Working in all 50 states, Marwell helped connect nearly 47 million students in 99.7% of the country’s K-12 classrooms to high-speed broadband.

The inspiration for founding EducationSuperHighway came when Evan Marwell was put on the spot by U.S. Chief Technology Officer Aneesh Chopra at a White House meeting in 2012. When participants were asked to name the technology project they thought was most important for the country, Marwell, a telecom and software entrepreneur, answered that it would be expanding broadband access for classrooms, as 90% of them lacked high-speed internet access.

Marwell founded EducationSuperHighway to close that digital divide. Working in all 50 states, Marwell helped connect nearly 47 million students in 99.7% of the country’s K-12 classrooms to high-speed broadband. Now the organization's next goal is to bring America’s most unconnected communities online.

In addition to leading EducationSuperHighway, Marwell is a co-founder of Ignite!
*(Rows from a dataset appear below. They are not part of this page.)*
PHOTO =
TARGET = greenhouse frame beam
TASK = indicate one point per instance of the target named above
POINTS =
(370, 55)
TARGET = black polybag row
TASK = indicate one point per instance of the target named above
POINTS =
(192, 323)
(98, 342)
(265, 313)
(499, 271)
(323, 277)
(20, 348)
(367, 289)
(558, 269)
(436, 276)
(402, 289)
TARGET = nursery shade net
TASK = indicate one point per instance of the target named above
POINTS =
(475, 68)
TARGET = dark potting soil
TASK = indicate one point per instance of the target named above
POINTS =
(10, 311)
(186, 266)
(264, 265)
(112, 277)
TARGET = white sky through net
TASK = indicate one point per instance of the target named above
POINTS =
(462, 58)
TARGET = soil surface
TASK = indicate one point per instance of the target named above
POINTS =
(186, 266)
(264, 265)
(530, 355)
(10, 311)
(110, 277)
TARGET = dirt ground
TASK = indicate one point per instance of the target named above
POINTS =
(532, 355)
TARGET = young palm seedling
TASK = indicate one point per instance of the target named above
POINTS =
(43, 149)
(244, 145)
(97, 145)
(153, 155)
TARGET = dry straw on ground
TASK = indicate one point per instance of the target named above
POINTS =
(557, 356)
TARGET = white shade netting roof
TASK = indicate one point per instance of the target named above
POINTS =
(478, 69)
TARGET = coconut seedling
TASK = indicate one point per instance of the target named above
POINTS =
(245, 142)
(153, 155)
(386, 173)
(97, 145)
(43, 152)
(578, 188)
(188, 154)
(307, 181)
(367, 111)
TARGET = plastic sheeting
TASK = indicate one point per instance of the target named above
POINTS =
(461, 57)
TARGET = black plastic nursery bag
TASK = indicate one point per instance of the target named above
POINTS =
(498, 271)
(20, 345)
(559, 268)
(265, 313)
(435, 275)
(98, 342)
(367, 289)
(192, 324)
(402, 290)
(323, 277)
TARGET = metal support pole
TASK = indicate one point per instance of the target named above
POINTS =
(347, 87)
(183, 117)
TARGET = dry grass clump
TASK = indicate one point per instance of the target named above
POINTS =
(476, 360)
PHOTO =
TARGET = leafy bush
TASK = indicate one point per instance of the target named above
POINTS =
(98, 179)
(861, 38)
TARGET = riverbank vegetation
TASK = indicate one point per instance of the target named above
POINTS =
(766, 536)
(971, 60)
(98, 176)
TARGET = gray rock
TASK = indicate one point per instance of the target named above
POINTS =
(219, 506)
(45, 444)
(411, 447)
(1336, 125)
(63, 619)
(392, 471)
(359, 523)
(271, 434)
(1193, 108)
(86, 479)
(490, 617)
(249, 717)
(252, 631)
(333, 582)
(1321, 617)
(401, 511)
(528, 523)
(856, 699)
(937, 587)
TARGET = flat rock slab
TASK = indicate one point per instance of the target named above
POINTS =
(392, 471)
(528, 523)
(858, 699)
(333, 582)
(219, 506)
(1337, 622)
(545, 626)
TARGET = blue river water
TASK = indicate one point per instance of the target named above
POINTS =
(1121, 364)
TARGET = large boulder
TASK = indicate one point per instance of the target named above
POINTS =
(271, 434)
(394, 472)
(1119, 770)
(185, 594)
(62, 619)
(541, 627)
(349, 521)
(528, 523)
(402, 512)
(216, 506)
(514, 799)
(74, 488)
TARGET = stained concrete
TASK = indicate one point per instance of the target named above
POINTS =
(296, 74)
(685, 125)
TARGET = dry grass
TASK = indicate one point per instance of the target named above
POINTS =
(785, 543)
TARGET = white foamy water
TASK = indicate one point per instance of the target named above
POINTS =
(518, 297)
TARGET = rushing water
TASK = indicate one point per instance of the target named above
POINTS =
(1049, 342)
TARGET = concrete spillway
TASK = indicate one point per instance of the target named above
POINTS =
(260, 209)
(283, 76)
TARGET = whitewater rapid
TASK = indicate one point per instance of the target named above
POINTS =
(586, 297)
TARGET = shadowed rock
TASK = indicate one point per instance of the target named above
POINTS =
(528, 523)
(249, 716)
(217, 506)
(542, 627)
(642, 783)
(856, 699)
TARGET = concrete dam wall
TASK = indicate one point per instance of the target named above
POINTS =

Reading, a Zoom-based, K-3 reading-fundamentals tutoring program. He serves on the boards of Direct Relief, and Recidiviz, a nonprofit building data tools to streamline the criminal-justice system. Marwell is also the board chair at myAgro, an organization empowering smallholder farmers to reduce poverty and increase food security.

About EducationSuperHighway
EducationSuperHighway was founded to expand access to broadband in the nation’s classrooms. The pandemic added a new goal of connecting students for remote learning, and now the organization’s aim is to close the digital divide for the 18 million American households that can’t afford to connect to the internet. From leveraging data to identify unconnected households, to creating solutions to bring free Wi-Fi to residents of low-income apartment buildings, its programs aim to address the key barriers to accessing federal broadband programs and low-cost internet plans.